Most people have moved to hoteling, said Distefano, although partners have assigned offices. The move facilitated a more efficient use of space, he added, aligning the new location with KMPG’s global benchmark for square feet per full-time equivalent employee. In assigned offices and at hoteling workstations, Bluetooth-connected laptops and headsets have largely supplanted phones, and keyboards run on solar power.
A year-and-a-half ahead of the move, a steering committee began the change management process, involving employees in choices of coffee provider and task chairs, among others. Many of the design decisions, such as selecting grey rather than white carpeting, were made with longevity and future agility in mind.
“Designs are changing so quickly,” explained Distefano, “The more flexible you are, I think it just gives you a longer runway in terms of the use of the space.”
On the thirteenth floor, a large café outfitted with high-end appliances gives employees to a place to congregate over coffee or lunch, or, as has already happened, to watch playoff Blue Jays games. Its sweeping views of Vaughan show the progress of development in the new downtown.

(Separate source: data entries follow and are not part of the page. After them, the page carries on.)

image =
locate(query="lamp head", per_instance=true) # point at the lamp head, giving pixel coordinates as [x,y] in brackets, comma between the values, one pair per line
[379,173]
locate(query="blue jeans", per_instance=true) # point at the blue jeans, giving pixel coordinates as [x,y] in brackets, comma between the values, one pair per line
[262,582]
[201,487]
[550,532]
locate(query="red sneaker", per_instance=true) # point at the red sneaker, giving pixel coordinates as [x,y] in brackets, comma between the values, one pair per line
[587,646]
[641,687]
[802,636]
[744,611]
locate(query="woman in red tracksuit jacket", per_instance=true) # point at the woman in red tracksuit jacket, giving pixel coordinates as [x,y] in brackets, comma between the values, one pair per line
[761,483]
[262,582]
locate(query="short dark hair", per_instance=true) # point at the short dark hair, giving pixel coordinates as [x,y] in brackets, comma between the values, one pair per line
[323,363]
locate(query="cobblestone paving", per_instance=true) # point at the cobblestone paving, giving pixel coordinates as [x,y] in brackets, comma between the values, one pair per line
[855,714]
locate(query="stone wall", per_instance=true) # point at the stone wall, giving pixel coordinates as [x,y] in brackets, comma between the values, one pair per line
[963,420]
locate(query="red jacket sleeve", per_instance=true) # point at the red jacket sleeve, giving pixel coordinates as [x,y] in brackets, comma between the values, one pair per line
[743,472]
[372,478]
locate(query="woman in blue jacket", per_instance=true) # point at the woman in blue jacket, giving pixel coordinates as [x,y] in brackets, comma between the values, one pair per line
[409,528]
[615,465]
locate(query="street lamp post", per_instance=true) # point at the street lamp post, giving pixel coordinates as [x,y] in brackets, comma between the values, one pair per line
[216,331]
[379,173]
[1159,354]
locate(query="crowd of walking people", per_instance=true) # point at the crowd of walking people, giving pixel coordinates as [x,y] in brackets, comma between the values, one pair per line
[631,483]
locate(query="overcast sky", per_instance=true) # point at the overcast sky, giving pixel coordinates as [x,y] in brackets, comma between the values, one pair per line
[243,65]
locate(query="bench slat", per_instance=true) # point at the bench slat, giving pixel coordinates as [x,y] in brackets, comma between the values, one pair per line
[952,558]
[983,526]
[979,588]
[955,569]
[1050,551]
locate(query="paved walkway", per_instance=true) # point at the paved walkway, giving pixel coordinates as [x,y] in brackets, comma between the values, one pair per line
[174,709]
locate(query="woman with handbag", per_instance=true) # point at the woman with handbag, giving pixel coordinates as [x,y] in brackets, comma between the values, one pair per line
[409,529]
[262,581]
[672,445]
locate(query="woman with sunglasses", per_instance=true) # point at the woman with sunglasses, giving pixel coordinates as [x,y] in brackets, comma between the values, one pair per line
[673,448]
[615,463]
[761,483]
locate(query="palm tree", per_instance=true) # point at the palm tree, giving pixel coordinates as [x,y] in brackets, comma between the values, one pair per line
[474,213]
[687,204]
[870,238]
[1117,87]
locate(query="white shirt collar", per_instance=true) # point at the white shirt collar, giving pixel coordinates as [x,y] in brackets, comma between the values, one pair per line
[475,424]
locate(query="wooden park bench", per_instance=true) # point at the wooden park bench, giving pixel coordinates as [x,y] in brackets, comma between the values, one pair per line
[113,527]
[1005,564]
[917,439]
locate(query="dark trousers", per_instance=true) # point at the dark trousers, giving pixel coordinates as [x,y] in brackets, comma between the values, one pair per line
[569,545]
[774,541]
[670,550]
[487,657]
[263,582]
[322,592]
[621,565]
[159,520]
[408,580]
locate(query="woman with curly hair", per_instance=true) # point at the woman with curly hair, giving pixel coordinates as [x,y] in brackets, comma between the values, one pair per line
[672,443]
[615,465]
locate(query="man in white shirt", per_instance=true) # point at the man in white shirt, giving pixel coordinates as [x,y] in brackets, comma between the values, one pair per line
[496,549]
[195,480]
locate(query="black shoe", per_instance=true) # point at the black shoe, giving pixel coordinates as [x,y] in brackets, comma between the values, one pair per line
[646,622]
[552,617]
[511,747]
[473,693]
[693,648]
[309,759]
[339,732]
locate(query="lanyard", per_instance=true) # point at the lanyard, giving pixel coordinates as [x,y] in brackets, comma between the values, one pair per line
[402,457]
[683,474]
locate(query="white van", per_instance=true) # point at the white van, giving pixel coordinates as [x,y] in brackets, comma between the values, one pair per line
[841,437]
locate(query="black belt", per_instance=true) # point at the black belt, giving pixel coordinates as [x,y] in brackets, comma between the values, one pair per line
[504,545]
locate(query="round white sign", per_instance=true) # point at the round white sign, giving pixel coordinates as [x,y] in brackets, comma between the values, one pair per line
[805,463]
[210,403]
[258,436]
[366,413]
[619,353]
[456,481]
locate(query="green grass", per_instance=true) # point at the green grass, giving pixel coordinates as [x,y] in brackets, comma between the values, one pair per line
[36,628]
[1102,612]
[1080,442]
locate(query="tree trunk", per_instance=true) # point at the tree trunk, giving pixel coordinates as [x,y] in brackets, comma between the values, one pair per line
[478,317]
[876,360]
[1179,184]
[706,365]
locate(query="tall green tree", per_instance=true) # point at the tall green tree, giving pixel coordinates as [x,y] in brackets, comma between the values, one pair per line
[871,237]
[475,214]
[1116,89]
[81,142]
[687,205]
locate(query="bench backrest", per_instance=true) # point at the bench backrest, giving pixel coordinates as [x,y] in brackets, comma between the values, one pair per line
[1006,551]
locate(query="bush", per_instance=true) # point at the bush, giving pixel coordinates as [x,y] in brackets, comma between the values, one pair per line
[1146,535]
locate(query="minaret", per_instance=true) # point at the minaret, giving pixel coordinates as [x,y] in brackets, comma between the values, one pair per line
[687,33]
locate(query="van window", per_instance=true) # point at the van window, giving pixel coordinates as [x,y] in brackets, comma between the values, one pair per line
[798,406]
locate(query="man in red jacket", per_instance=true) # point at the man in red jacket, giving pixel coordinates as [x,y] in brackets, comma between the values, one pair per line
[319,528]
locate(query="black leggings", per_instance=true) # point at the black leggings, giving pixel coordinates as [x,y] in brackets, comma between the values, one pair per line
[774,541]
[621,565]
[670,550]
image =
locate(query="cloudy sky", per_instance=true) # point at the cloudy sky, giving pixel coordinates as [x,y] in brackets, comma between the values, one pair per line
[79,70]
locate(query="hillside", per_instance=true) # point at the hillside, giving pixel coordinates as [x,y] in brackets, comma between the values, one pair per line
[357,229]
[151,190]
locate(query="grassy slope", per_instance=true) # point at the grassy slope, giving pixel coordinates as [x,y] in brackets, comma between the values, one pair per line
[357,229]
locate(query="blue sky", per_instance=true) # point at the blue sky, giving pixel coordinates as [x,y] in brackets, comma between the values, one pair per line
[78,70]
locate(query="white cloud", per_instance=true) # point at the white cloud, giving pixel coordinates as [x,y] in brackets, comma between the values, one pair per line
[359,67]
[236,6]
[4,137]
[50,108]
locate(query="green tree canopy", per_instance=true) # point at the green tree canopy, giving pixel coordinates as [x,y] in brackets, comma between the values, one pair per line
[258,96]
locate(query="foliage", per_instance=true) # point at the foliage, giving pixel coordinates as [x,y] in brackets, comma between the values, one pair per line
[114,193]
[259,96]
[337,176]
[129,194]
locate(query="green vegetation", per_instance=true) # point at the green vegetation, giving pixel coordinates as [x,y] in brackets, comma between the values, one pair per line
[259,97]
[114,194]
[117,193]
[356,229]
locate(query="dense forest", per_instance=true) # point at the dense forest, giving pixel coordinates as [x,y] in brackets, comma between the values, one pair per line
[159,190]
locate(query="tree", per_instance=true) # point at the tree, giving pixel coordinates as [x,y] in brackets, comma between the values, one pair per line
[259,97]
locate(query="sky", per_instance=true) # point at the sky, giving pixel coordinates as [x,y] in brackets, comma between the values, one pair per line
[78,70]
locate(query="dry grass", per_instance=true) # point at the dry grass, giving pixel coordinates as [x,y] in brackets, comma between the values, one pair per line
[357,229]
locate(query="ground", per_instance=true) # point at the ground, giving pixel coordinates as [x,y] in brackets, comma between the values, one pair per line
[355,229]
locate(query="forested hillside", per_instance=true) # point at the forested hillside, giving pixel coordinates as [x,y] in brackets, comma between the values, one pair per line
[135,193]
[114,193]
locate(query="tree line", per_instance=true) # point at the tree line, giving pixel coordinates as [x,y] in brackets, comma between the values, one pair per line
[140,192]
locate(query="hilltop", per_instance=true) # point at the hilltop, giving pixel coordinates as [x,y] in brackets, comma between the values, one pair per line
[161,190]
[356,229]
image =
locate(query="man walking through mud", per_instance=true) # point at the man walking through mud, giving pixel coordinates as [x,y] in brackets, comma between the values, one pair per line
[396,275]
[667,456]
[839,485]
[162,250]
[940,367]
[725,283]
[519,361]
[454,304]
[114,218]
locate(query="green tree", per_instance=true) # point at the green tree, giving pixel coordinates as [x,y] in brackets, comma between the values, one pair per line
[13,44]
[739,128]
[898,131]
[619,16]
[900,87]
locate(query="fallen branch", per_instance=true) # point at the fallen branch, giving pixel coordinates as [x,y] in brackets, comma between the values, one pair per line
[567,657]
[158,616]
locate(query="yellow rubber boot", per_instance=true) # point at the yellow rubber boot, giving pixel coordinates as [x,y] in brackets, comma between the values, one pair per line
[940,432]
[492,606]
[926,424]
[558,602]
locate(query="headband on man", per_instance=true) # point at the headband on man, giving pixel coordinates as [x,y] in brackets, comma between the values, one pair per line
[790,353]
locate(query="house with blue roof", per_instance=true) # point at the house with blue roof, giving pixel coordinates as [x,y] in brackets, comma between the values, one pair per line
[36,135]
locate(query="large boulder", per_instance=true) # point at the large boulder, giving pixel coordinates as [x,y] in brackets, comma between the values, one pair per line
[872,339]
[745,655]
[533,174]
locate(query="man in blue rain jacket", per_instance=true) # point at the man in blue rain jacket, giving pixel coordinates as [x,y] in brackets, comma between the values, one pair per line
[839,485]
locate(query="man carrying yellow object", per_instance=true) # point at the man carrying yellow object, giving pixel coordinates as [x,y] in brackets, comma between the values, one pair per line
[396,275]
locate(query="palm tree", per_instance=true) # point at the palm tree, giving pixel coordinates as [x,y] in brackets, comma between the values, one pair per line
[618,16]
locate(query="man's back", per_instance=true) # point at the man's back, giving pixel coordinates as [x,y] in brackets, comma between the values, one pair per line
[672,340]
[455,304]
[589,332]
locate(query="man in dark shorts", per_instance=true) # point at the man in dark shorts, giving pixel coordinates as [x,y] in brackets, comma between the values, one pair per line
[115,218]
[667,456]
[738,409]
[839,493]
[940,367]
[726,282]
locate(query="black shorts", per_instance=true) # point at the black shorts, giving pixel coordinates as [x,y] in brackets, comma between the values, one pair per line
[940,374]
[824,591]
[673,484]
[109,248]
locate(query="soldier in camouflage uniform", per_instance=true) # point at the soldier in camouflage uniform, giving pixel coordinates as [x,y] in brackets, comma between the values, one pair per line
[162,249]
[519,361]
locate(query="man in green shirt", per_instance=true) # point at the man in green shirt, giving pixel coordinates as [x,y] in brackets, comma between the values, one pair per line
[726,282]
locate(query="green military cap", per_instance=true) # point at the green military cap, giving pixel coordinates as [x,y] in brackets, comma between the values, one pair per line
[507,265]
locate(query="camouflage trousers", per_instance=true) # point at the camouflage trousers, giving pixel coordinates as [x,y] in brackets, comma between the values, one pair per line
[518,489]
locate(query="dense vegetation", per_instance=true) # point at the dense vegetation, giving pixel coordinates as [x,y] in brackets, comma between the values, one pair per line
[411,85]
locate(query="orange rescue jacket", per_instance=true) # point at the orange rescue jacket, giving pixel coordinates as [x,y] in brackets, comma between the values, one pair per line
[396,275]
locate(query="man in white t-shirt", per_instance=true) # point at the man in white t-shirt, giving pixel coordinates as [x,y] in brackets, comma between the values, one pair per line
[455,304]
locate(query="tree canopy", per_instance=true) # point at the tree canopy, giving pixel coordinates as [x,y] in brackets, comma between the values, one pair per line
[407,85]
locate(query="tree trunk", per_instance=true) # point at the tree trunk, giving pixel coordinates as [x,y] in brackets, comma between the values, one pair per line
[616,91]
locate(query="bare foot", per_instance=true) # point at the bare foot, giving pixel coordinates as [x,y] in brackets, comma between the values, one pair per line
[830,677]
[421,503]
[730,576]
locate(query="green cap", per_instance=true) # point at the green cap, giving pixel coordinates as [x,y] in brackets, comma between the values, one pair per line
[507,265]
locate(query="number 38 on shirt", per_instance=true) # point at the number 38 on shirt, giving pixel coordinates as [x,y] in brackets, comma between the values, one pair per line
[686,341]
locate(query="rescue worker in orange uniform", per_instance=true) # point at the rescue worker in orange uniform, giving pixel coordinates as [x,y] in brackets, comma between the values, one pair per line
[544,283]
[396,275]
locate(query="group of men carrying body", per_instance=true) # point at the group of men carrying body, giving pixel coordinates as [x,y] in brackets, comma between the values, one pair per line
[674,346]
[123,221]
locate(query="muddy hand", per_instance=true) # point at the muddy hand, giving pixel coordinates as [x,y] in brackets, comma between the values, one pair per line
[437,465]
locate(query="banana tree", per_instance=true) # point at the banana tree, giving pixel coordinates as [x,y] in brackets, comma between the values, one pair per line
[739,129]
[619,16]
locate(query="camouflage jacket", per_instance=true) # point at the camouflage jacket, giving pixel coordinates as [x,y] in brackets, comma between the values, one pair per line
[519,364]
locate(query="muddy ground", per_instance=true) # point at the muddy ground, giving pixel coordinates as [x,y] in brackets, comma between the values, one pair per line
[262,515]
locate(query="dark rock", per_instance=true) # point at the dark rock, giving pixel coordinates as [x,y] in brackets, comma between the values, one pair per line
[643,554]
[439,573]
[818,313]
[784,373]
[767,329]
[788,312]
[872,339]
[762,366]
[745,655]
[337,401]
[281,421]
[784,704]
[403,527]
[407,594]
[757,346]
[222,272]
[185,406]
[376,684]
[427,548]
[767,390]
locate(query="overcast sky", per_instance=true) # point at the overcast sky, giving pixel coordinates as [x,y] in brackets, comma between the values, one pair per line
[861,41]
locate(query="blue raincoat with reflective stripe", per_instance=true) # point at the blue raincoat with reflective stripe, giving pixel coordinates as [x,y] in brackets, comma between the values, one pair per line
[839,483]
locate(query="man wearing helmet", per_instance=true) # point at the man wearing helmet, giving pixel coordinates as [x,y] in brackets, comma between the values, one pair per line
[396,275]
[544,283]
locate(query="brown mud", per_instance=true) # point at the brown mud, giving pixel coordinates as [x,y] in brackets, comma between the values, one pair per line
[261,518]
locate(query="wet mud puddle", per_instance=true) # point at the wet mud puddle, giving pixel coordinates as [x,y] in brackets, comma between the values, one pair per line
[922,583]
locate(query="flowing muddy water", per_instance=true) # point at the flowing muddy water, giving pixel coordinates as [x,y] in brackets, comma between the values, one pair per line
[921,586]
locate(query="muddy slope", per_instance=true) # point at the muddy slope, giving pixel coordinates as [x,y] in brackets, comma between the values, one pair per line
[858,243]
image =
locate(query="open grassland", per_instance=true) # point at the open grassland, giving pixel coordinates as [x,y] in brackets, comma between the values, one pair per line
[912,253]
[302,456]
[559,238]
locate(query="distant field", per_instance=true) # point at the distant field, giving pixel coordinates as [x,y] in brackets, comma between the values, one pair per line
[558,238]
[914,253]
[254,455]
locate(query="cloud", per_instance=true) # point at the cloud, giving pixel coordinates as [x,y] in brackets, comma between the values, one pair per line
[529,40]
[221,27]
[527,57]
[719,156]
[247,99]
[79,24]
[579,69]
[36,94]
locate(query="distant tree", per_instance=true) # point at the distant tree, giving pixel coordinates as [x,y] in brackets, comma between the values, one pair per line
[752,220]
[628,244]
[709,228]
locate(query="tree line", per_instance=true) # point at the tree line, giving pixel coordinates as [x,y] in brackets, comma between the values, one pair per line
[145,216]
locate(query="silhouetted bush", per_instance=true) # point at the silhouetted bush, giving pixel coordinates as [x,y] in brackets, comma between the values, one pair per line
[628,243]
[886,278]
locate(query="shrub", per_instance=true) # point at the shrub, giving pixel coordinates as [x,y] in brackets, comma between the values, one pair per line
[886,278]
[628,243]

And there has been a good deal of progress since KPMG committed to anchoring the tower in which it now resides. Miller Thomson, one of Canada’s largest full-service law firms, will be joining the professional services firm in the KPMG tower, with 30 of its lawyers expected to take up occupancy of a full floor soon, as SmartREIT recently announced.
SmartREIT also expects to launch sales for two 35-storey towers comprising 700 residential units this spring or summer. And The Gupta Group recently unveiled plans for 20,000 square feet of at-grade retail space and 1,140 residential units in 51- and 53-storey towers, the latter of which will become Vaughan’s tallest tower.
“With house prices and where they’re going, this area, with its connectivity to the subway, will be fast-growing,” said Distefano. “We’re really optimistic about being here and what we can do being so close to our clients.”
Michelle Ervin is the editor of Canadian Facility Management & Design.